Sally Jenkins
Sally Jenkins
Columnist

NFL lockout: In owners’ enterprise, nothing’s free

Should you find yourself drifting to the side of the players in the NFL labor dispute, it doesn’t mean you’ve gone all communist. Some fans may feel that to support the players is anti-capitalist, a little too May Day. But there is the spirit of free enterprise, and then there is the spirit with which NFL owners tend to do business. They aren’t at all the same thing.

What’s so American about gouging, price-fixing, and frankly, sucking the life out of fans?

There is a pattern forming. In the past week — before Monday’s appeals court ruling extending the lockout — we’ve seen a new stadium proposal for the Minnesota Vikings that amounts to a bilking of taxpayers. A judge is preparing to punish owners for cheating the players in negotiated TV deals. And waiters are suing a company co-founded by Dallas Cowboys owner Jerry Jones for withholding tips from $35-a-day concession workers. If you had any lingering thoughts that the owners have been misunderstood or that the lockout isn’t their fault, recent events may have cured you of any sympathy with them.

Back in 2009, Jones and New York Yankees owner George Steinbrenner, with backing from Goldman Sachs, formed a company called Legends Hospitality to run the food, drink and merchandise services in their new billion-dollar stadiums.

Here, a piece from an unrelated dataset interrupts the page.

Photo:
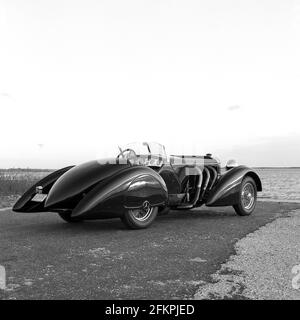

A class action suit by club-level waiters at Yankee Stadium now claims that Legends Hospitality tacked an involuntary 20 percent “service charge” onto the already steep $10 beers and $8 hot dogs. A printed notice on menus said, “Additional gratuity is at your discretion.” But the people who actually served the food and drink never received any portion of that “service charge,” according to their lawyer; Legends Hospitality did.

This is how owners do business?

Ever since Jones and the NFL charged fans $200 just to stand outside the Super Bowl, there has been a growing awareness that many league owners treat the help and the paying spectators high-handedly, while at the same time digging in their pockets.

Consider how Minnesota Vikings owner Zygmunt Wilf is treating the residents who support him. For months he has been insinuating that unless he gets enough public funding for a new stadium, he may move the team to Los Angeles.

Under the latest proposal favored by the Vikings, Minnesotans would pony up $650 million so Wilf can have a new $1 billion palace in the Arden Hills suburb of St. Paul. Ramsey County would get hit with a $350 million tab via a sales tax increase. The state, which is facing a $5 billion budget shortfall, would contribute another $300 million. The Vikings would contribute $407 million, but would pay no rent at all, and would get all revenues from the stadium, including parking, signage and naming rights. What a deal for the public.

That’s not all. The county would be on the hook for $1.5 million a year in operating expenses; the Vikings would be exempt from any state sales taxes on the building materials; and the state would be required to make improvements to roads and infrastructure that could cost $240 million more.